If you’re a social media user, chances are you’ll know hashtags are being used increasingly in posts across your timelines, whether you’re on Facebook or Twitter; Google+ or Instagram.
For both businesses and personal accounts, the use of hashtags seems to have exploded in recent times, something that’s likely to have been directly impacted upon by the popularity of the network on which they were first used – Twitter. In 2007, for example, 5,000 tweets per day were being made. Just two years later in 2009, we were seeing 2.5 million daily tweets, which increased to 100 million by 2011 – and an astonishing 500 million by 2013.
But no matter how popular hashtags may have become, there’s one question that business users ask – do they actually work? And if they do, what are the benefits of using them?
By embracing the use of the hashtag, the social media networks have created a simple, effective means of connecting users with discussion topics and each other. As a user you can join in a discussion and get yourself noticed, which itself can be a really helpful tool for businesses.
Since taking up the role of Leighton’s Digital Marketing Executive last year, I’ve been adding hashtags into Leighton’s posts across our various social media platforms, knowing that they would likely increase the reach of each post, the number of impressions and engagement. Like a lot of people though, I recognise the power of the full range of web analytics available now and rather than automatically assuming that using hashtags would increase the reach of our posts, I wanted to know for sure. I wanted to better understand if, when and how the hashtags that Leighton were using on social media were adding any value to our posts. It was time to get scientific.
Back To Basics
I thought the best way to understand how hashtags work and their influence on posts was to firstly discover how they came around and where they started from.
Way back in 2007, the first hashtag was used by the ‘Godfather of the Hashtag’, Chris Messina on Twitter. The image on the right shows the Tweet which the hashtag was used in. He wanted to use the hash sign to gather discussions and online exchanges regarding Barcamp, a worldwide technology conference. It took Twitter two years before they realised how popular hashtags were and formally adopt them into their code, meaning that hashtags were automatically identified and turned into the clickable links that we see today. Since then, hashtags have developed in popularity and have been integrated on Facebook, Pinterest, Google +, and Instagram.
When researching statistics about the effects of hashtags on posts, I came across many examples of how using them can be beneficial to posts, increasing things such as number of impressions, post reach, links clicked etc.
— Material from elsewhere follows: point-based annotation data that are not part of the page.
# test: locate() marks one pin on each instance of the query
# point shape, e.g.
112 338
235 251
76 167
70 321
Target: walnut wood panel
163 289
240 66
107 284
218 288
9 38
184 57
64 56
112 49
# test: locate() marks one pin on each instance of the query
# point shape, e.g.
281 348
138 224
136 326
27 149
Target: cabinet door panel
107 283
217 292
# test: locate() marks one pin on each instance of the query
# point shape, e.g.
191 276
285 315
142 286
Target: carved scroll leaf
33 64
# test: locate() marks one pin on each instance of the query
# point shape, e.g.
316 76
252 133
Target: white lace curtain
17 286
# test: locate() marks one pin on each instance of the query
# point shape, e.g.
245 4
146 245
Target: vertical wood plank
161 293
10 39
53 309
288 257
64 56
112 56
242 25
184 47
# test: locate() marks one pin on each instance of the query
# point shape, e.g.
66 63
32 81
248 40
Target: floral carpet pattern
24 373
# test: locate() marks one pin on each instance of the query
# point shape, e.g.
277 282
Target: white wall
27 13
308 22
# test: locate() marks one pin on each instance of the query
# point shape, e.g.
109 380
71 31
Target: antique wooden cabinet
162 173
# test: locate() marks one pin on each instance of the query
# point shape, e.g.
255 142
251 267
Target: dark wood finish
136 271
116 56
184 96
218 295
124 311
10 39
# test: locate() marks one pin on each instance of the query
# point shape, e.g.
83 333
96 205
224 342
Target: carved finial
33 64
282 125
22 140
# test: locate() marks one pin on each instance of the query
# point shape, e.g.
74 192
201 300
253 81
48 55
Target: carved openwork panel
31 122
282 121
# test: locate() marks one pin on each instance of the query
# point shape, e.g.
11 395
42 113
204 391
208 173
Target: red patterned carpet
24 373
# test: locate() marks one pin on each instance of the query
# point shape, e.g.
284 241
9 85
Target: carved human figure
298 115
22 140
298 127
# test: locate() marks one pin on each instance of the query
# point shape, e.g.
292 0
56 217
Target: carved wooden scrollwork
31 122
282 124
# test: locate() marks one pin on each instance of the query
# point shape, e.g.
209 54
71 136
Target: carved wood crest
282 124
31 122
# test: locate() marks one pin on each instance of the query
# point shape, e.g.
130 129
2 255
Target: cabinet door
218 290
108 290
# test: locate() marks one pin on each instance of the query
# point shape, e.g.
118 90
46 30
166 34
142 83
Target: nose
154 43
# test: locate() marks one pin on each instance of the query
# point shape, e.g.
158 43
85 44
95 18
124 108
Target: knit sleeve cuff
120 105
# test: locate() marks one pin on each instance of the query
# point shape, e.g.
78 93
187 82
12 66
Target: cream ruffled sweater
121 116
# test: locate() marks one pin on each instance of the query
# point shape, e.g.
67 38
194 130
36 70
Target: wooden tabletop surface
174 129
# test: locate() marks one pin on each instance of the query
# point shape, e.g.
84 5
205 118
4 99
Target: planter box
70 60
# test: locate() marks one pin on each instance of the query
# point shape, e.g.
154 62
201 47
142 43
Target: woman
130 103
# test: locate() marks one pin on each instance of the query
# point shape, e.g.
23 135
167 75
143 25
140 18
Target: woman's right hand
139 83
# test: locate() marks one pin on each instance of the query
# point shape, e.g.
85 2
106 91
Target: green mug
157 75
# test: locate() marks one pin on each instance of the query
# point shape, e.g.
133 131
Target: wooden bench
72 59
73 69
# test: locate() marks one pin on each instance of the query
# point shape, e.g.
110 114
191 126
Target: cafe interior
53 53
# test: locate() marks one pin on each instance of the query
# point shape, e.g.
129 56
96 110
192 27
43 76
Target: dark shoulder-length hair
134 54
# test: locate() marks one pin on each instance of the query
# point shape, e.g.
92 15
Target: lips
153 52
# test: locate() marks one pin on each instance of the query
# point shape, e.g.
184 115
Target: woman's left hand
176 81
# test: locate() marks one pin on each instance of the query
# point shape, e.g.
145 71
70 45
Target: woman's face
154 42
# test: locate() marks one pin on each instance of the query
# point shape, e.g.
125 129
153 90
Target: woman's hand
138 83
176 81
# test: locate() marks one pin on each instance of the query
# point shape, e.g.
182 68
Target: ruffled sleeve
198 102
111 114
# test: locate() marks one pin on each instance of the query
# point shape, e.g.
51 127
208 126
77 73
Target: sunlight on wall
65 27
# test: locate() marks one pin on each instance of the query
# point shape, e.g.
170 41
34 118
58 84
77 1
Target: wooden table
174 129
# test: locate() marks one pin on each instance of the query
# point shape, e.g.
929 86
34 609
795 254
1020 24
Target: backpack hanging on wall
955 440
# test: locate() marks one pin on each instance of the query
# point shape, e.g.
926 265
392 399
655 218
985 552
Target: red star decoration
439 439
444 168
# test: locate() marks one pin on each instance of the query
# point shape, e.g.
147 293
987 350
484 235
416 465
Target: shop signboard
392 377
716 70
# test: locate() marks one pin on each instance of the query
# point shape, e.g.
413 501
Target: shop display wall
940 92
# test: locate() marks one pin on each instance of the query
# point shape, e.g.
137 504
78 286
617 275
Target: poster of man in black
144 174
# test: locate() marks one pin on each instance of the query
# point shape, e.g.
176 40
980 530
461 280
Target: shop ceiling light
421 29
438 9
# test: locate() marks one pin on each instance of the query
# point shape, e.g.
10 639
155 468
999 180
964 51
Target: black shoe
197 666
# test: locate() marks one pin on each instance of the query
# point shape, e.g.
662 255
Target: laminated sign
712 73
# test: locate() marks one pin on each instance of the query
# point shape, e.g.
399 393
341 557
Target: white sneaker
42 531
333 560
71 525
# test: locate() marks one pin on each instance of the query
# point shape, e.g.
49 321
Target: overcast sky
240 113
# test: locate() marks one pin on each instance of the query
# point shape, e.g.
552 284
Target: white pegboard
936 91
One of the pieces of information that I came across was the following statistics from the Buffer Social blog:
According to their research, whilst only 24% of tweets they measured contained hashtags, they found that there was what you could call a hashtag sweet spot. Using 1 or 2 hashtags proved to generate a healthy 21% more engagement than if you added 3 or more. This goes some way to proving that using too many hashtags can actually decrease your chances of engagement. With Twitter having only a small character limit of 140, users need to find the balance between hashtags and text.
To gain an insight into how Leighton have already used hashtags on posts and make a comparison with posts that do not contain hashtags, I decided to use the excellent tools available within Twitter Analytics to gather my information.
For the following examples, I used Twitter Analytics to gain data about our recent position at Leighton and how both tweets performed on our Leighton Twitter account. I chose two tweets that were both advertising our Test Analyst position on the Leighton site, one containing two hashtags and one without any.
No Hashtags Vs. Hashtags – The Results
Twitter Analytics enables you to find a whole range of stats about every single post. In comparison to the post without hashtags, analytics showed that the post using two hashtags had achieved:
- A 25% increase in overall impressions
- A 60% increase in Retweets
- A 75% click through rate on the link embedded in the post
So, hashtags – do they really work? The short answer is yes!
But why? Well, for a start – when Twitter adopted hashtags into clickable links, they enabled them to be searched and discovered, which naturally resulted in increased reach potential for every single tweet containing them. When put into practice with the Leighton account, this prove to be the case. Upon comparing data of a number of Leighton’s tweets, I found that the vast majority of results showed that hashtags increased engagement.
Hashtags are a really handy tool to use, and many many businesses agree – as a quick flick through your twitter feed will surely testify. Through my research, I came across three key benefits to using hashtags: increasing your followers, encouraging engagement and improving brand visibility. What social business wouldn’t want to achieve that?